HtmlSaveOptions saveOptions = new HtmlSaveOptions(SaveFormat.HTML);
saveOptions.setPrettyFormat(true);
saveOptions.setExportImagesAsBase64(true);
saveOptions.setExportXhtmlTransitional(true);
saveOptions.setExportRoundtripInformation(false);

doc2.save("E:\\Temp\\docs to compare\\doc2.html", saveOptions);

Hello Awais,

Hope you are doing well! Thank you for creating a ticket for those issues in your issue tracking system. Regarding HTML file that you provided above, I am able to open it on Internet Explorer or Microsoft Edge browsers and it does not get blank. However, it has those two issues - WORDSNET-19701 and WORDSNET-19702.

Do you have any update for me on tickets you created in your system or estimated time that could be required to fix those issues?

Thank you,
Amey

@avaidya,

I am afraid, your issues (WORDSNET-19701 and WORDSNET-19702) are currently pending for analysis and are in the queue. There are no estimates available at the moment. Once the analysis of these issues will be completed, we may then be able to calculate and share the ETAs of these issues with you. We apologize for any inconvenience.

@avaidya,

Regarding WORDSNET-19701, this issue occurs because the flow HTML format does not support multi-column layout. I am afraid, we do not have a good solution to this issue so far and it is not going to be fixed anytime soon.

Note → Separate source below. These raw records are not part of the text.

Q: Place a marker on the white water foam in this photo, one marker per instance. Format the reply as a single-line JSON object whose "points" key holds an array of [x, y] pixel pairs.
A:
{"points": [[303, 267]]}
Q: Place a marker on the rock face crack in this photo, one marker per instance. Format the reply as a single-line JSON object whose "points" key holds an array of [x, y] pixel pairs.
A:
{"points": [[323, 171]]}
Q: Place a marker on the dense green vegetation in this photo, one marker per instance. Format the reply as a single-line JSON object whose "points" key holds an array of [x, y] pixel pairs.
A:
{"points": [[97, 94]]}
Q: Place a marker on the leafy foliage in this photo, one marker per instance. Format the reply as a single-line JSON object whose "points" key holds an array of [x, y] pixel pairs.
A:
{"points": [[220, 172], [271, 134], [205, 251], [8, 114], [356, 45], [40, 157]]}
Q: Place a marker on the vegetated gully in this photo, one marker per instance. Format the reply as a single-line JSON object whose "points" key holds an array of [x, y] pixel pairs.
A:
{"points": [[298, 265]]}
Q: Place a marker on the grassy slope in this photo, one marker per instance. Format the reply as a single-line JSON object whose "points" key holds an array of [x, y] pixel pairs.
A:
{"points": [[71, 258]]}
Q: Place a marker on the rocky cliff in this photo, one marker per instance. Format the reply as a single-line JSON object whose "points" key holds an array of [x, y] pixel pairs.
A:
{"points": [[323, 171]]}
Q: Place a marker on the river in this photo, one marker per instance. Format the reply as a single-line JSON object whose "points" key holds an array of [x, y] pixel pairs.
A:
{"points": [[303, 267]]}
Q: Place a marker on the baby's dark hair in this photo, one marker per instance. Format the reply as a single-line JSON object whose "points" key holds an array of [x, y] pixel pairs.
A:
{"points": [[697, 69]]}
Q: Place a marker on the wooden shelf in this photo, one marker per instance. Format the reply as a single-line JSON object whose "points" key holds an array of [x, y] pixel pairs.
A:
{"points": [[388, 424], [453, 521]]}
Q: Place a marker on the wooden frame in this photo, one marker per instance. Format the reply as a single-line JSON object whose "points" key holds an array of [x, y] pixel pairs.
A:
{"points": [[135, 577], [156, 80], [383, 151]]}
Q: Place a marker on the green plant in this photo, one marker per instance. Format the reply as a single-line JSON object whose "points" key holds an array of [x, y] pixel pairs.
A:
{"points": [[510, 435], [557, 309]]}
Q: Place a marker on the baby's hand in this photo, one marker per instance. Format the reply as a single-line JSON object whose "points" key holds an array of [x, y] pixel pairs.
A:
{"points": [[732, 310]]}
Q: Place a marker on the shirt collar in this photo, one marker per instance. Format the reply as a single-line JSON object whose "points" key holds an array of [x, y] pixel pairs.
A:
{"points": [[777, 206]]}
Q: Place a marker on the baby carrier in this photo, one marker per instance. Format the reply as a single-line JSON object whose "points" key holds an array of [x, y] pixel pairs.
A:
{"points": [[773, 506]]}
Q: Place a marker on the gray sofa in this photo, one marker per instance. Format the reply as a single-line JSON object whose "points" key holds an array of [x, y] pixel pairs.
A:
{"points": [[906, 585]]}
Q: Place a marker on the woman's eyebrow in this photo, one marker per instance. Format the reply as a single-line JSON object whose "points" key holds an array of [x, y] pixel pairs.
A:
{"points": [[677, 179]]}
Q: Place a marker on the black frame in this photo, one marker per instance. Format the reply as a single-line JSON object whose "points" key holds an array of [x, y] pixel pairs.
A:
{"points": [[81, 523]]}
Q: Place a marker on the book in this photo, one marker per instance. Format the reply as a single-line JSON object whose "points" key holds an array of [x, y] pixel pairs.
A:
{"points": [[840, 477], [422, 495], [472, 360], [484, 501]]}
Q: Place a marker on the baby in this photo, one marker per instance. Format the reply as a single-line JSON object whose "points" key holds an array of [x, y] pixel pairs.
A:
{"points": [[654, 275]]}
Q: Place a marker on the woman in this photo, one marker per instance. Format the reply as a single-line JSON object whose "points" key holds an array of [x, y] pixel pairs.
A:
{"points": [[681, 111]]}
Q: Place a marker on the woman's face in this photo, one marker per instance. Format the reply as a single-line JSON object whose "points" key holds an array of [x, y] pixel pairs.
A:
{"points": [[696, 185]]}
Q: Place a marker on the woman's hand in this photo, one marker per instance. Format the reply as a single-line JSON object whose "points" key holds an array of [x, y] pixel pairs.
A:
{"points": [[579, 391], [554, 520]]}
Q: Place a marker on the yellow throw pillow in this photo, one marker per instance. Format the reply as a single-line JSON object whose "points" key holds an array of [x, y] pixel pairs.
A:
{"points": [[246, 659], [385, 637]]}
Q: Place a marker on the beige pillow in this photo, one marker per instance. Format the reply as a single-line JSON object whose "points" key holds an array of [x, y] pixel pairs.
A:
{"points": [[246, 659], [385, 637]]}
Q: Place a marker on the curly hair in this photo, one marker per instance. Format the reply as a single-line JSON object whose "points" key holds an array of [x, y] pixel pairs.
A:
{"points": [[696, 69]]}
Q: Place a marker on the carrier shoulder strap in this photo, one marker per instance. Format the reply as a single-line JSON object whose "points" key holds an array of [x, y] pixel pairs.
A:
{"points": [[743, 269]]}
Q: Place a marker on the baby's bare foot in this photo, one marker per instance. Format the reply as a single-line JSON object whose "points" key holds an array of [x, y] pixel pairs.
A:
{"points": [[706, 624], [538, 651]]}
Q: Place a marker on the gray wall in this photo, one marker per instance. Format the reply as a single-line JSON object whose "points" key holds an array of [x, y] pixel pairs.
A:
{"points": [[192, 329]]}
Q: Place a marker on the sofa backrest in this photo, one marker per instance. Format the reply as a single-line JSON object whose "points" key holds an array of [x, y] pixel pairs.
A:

You may try SaveFormat.HTML_FIXED instead.

Can you please provide more details about this issue, ZIP and share what Word document are you getting this problem with? Please also ZIP and share output HTML_FIXED file and a comparison screenshot highlighting the problematic area in it here for our reference. Thanks for your cooperation.